6

4.2K 279 3
                                    

Zeon memberontak. Kedua tangannya direntangkan dan diikat oleh tali yang terhubung dengan masing-masing tiang. Kakinya juga dirantai dalam keadaan ia berdiri. Peluh membasahi seluruh tubuhnya yang tidak dibalut apapun kecuali celana tidur yang kemarin belum sempat ia ganti.

"Mengapa hanya bisa menangis? Kemarin sepertinya kau terlihat berani?" Tanya Aelius dingin.

Zeon menunduk, menggigit bibir bawahnya menahan isakan. Keluarga nya yang lain hanya menonton dirinya seolah ia adalah sebuah pertunjukan yang menyenangkan.

"Anak ini," geram Aelius. Ia mencengkram pipi Zeon, memaksa anak itu untuk bersitatap dengannya. Dapat dilihat wajah acak-acakan Zeon yang memprihatinkan. Darah segar mengalir dari bibirnya yang terluka akibat menggigit nya terlalu kencang.

"Maaf," lirih Zeon ketakutan.

"Semakin hari kau semakin nakal, tidak tau diri dan berandalan," desis Aelius menahan amarah.

"Kau menganggap kami ini apa? Manusia remeh yang bisa kau ajak main-main layaknya bocah, heh?"  Ucap Aelius lalu melepas cengkraman itu dengan kasar.

"Hikss.."

"Kau terlalu banyak basa-basi, kak," sahut Elio yang ikut menghampiri Zeon. Ia meneliti tubuh anak itu dari ujung kepala sampai kaki, lalu menggeleng kasihan.

"Setidaknya, dia harus mengetahui tata krama sebelum menemui Mama. Akan sedih jika anak ini mati dengan membawa sifat buruknya," balas Aelius dingin.

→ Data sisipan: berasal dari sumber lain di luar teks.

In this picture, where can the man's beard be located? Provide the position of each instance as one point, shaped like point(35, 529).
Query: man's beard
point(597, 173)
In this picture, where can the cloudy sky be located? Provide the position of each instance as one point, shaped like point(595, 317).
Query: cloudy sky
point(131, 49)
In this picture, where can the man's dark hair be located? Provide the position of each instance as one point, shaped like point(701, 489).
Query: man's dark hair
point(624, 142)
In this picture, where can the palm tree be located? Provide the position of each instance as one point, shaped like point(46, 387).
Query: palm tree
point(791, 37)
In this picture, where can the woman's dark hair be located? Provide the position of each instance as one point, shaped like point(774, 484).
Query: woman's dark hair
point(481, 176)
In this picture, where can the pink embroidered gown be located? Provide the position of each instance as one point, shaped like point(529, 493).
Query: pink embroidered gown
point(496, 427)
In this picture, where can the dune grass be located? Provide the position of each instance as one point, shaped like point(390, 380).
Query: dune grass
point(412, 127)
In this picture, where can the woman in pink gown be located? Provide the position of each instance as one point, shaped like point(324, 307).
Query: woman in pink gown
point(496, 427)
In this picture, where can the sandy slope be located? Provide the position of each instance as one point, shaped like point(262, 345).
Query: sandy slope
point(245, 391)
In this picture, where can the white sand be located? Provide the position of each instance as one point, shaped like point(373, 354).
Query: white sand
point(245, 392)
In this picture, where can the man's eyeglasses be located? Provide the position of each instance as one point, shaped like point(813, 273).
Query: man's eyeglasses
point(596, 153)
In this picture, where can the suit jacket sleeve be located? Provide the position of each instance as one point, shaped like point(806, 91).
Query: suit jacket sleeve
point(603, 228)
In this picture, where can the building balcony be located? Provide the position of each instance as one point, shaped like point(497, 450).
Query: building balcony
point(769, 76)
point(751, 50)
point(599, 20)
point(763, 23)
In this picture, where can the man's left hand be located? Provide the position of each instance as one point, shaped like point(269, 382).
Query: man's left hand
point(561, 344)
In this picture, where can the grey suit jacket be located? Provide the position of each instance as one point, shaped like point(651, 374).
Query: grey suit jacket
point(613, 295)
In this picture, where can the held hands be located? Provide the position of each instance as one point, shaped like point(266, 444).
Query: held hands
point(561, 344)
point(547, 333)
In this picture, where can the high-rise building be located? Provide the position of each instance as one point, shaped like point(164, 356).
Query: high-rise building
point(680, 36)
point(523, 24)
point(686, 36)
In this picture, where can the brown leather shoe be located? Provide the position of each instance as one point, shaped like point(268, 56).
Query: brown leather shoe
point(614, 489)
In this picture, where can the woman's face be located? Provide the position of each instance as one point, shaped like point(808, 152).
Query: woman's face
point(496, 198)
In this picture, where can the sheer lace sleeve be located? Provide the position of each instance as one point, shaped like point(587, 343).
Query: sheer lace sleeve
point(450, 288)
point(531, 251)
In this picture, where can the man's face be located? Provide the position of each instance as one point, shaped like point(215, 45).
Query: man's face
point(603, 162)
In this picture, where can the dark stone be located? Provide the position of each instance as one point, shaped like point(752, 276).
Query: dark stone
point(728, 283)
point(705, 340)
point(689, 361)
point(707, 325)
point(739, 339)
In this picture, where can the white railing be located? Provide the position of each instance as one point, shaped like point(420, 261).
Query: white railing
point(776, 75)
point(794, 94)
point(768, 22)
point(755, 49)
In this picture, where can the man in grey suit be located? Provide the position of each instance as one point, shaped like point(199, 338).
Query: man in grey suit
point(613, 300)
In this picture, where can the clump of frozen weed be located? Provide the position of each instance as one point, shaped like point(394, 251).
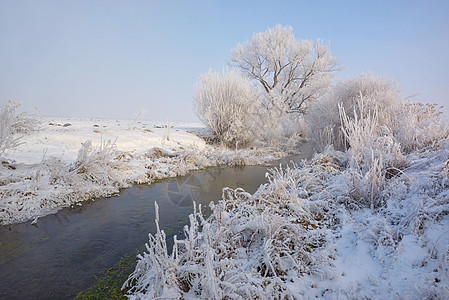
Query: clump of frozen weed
point(250, 247)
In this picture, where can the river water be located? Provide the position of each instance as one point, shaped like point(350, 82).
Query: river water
point(65, 252)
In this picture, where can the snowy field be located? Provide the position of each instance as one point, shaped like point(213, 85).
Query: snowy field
point(67, 161)
point(370, 222)
point(63, 137)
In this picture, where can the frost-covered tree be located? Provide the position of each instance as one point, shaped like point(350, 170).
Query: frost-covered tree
point(226, 104)
point(292, 72)
point(379, 94)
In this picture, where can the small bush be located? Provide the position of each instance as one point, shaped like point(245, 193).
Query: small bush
point(11, 122)
point(324, 124)
point(226, 104)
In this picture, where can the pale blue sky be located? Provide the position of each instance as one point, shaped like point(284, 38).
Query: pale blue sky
point(110, 58)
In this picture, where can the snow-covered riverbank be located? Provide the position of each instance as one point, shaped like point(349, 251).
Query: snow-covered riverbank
point(307, 235)
point(71, 160)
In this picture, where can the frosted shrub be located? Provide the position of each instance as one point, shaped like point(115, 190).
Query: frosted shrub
point(378, 93)
point(8, 123)
point(226, 104)
point(417, 125)
point(252, 246)
point(373, 152)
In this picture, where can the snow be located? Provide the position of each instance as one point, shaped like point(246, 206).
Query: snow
point(68, 161)
point(56, 140)
point(300, 237)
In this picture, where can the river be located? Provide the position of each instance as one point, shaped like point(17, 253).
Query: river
point(65, 252)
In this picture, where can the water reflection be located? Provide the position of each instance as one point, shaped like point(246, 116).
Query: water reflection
point(65, 251)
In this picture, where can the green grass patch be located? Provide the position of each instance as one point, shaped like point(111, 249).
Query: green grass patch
point(109, 285)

Zeon mengangkat wajahnya yang tertegun. Ia akan mati beberapa menit lagi. Memangnya apa yang harus ia harapkan dengan keluarga barunya ini? Berharap diberi kasih sayang yang melimpah ruah? Dijadikan anak kesayangan?

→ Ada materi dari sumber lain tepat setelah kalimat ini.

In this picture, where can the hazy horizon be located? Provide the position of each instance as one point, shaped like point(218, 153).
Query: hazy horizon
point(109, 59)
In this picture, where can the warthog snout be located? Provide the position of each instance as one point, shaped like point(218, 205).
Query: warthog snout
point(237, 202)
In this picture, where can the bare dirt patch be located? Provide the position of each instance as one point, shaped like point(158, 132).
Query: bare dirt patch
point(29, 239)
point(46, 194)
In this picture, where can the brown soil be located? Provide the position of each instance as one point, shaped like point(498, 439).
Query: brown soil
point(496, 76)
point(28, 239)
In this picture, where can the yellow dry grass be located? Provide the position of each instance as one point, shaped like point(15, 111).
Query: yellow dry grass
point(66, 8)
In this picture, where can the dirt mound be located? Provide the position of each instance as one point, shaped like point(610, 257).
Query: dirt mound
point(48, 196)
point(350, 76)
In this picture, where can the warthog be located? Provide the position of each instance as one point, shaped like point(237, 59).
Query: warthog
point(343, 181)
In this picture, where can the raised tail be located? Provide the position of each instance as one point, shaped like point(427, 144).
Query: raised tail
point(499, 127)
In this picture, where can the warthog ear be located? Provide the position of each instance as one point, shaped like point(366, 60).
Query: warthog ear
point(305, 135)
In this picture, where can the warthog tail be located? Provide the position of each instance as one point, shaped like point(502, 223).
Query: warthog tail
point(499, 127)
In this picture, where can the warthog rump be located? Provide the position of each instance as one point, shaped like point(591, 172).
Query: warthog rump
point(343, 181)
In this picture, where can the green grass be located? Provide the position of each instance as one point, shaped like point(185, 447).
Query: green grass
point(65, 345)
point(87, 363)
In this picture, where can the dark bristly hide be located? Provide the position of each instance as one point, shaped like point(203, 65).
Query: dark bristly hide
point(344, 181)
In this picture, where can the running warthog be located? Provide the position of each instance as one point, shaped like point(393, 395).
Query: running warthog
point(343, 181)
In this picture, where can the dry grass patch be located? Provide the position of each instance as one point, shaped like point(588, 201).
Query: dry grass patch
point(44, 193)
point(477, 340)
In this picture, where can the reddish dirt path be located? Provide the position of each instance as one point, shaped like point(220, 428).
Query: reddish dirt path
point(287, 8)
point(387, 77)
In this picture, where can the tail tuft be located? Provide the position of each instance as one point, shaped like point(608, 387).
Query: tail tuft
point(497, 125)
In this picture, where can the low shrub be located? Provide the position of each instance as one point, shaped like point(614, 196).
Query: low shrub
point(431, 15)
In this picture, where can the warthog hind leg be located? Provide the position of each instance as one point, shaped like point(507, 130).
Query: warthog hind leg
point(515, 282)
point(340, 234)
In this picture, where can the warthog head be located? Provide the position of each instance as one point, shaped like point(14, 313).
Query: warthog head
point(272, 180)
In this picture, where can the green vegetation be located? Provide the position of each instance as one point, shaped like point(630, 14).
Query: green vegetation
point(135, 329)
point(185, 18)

"Biar aku," ujar Archer mengambil penembak.

Dorr!

"Zeon?"

Zeon terkesiap dari tidurnya. Matanya terbuka lebar, tubuhnya juga basah oleh keringatnya sendiri. Selain itu, nafasnya juga terengah-engah kelelahan.

"Kau baik-baik saja?" Tanya Sagara hati-hati. Tadi, ia berniat memeriksa putra bungsunya itu sudah tertidur atau belum, namun ketika melihat Zeon yang begitu gelisah dalam tidurnya itu membuat Sagara khawatir. Apalagi dengan igauan dan erangan kesakitan, Sagara benar-benar merasa cemas.

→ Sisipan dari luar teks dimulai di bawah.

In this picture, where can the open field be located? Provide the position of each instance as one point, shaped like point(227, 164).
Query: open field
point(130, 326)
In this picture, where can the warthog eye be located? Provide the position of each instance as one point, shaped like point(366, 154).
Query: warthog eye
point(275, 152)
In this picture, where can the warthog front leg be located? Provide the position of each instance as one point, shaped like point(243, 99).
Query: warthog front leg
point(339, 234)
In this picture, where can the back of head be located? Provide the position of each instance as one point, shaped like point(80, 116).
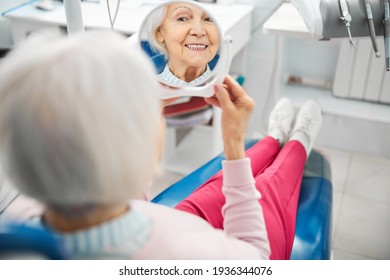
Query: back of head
point(79, 119)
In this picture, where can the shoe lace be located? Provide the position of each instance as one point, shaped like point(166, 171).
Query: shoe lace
point(306, 124)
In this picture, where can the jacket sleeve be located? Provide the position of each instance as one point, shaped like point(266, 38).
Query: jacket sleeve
point(243, 214)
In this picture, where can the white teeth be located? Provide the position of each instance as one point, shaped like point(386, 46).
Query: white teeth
point(196, 47)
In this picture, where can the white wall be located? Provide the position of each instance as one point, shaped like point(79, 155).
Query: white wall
point(5, 29)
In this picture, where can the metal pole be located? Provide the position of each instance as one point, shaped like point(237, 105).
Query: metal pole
point(74, 17)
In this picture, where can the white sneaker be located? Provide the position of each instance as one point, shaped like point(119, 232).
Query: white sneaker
point(280, 120)
point(307, 124)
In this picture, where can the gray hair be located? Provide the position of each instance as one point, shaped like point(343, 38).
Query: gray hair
point(79, 120)
point(152, 23)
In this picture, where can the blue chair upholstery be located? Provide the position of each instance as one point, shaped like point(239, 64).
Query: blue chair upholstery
point(20, 241)
point(314, 217)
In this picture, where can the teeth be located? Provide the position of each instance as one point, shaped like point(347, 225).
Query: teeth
point(196, 47)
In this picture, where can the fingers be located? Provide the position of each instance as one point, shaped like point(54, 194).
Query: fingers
point(235, 89)
point(222, 96)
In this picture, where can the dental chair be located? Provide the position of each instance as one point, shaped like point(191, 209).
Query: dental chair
point(20, 242)
point(313, 233)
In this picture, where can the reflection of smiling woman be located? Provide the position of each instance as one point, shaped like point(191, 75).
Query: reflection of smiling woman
point(190, 39)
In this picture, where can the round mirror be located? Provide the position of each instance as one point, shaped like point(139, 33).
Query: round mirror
point(187, 47)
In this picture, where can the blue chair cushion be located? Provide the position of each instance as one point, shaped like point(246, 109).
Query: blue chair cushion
point(314, 216)
point(21, 239)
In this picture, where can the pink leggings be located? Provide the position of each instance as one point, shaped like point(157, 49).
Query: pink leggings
point(278, 175)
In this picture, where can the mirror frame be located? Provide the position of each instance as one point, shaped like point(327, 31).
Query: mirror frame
point(219, 72)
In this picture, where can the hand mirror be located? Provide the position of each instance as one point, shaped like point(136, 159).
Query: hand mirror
point(187, 48)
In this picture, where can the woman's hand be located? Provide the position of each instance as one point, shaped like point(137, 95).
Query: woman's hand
point(237, 108)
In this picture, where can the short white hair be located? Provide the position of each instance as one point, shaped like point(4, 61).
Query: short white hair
point(79, 119)
point(152, 23)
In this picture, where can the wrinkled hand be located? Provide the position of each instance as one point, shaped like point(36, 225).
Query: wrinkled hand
point(237, 108)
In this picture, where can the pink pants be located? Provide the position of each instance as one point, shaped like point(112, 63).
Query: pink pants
point(278, 175)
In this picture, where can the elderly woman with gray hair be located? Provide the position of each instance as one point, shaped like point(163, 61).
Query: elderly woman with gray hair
point(81, 131)
point(189, 39)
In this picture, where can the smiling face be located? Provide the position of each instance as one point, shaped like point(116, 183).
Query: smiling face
point(191, 39)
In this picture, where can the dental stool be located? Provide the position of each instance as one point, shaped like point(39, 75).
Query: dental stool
point(313, 234)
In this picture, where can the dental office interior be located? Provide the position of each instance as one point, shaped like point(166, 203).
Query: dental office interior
point(296, 49)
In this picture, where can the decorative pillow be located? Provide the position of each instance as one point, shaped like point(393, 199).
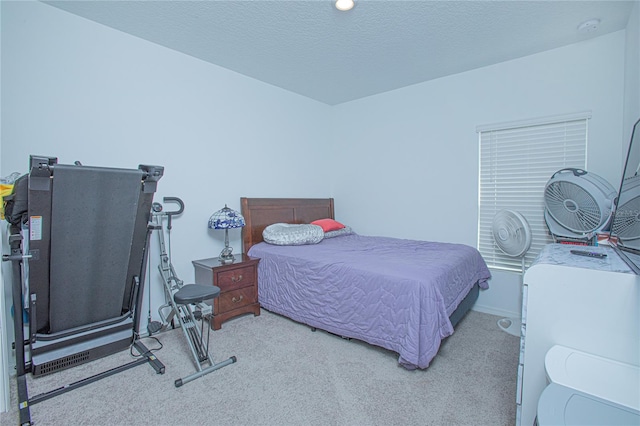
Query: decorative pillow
point(286, 234)
point(328, 225)
point(344, 231)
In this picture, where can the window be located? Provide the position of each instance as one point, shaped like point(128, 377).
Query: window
point(516, 161)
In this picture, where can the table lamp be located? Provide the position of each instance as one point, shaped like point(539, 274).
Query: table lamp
point(226, 218)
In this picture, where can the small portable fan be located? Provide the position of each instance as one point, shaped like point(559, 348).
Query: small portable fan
point(626, 222)
point(577, 204)
point(512, 235)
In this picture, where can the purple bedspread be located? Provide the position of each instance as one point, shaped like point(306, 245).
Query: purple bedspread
point(394, 293)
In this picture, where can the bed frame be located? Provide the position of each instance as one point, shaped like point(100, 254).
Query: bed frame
point(262, 212)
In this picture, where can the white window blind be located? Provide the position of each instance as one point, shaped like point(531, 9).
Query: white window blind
point(516, 161)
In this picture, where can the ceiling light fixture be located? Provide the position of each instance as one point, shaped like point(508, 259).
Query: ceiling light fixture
point(344, 5)
point(589, 26)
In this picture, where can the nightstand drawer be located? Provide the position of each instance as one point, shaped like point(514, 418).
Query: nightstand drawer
point(236, 278)
point(238, 282)
point(235, 299)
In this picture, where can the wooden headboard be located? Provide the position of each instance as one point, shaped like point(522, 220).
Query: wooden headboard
point(261, 212)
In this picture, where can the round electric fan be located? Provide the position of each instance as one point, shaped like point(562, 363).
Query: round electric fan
point(626, 222)
point(512, 235)
point(577, 203)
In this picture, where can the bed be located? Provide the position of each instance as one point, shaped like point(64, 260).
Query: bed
point(403, 295)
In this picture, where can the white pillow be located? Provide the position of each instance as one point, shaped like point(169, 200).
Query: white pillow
point(286, 234)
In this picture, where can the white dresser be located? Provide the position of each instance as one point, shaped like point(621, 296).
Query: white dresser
point(585, 303)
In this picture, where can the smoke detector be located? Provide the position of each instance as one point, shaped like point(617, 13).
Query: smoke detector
point(589, 26)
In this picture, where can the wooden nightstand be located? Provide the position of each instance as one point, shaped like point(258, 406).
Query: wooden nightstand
point(238, 284)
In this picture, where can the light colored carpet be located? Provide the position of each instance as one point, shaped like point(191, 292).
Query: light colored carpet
point(289, 375)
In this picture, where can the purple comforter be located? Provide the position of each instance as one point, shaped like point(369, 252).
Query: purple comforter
point(394, 293)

Zeon mendongak, mengerjap melihat semua anggota keluarganya kini tengah mengelilinginya dengan pandangan yang tak biasa. Zeon bergerak mundur hingga mentok pada kepala ranjang.

"N-nggak, to-tolong lepasin. Aku gak mau disini, aku mau pulang, hiks.." Isak Zeon merasa ketakutan. Matanya bergerak liar memandang semua Abangnya. Mimpi itu, betul-betul seperti nyata.

"Hey, hey, baby. Tenang, kau akan aman. Papa tidak akan membiarkan orang-orang menyakitimu," ucap Sagara lembut. Ia berusaha meraih tubuh Zeon untuk didekap. Meski sempat berontak, akhirnya anak itu sedikit tenang saat Sagara memeluknya hangat.

"Papa, hikss.."

"Ya, Papa disini."

"Dek—"

"Nggak! Gak mau! Pergi sana pergi!" Pekik Zeon terancam ketika Archer mendekatinya. Ia beringsut semakin mengeratkan pelukan pada Sagara.

Archer mengerjap tidak percaya. Ada apa dengan adiknya itu? Mengapa ia ketakutan kepadanya? Archer menatap Papa-nya.

"Sssttt, tenang sayang, tenang. Tidak apa-apa, itu hanya Archer, dia Abangmu. Dia tidak akan menyakitimu," ucap Sagara, namun Zeon semakin terisak.

Sagara memberi kode kepada Zenith untuk segera memanggil dokter keluarga. Ia bisa merasakan bahwa tubuh Zeon tengah terserang demam.

"Kalian keluarlah, biar Papa yang mengurus Adik," titah Sagara pada anak-anaknya. Keempat saudara itu hanya menghela nefas berat, mereka benar-benar sangat khawatir dengan Zeon.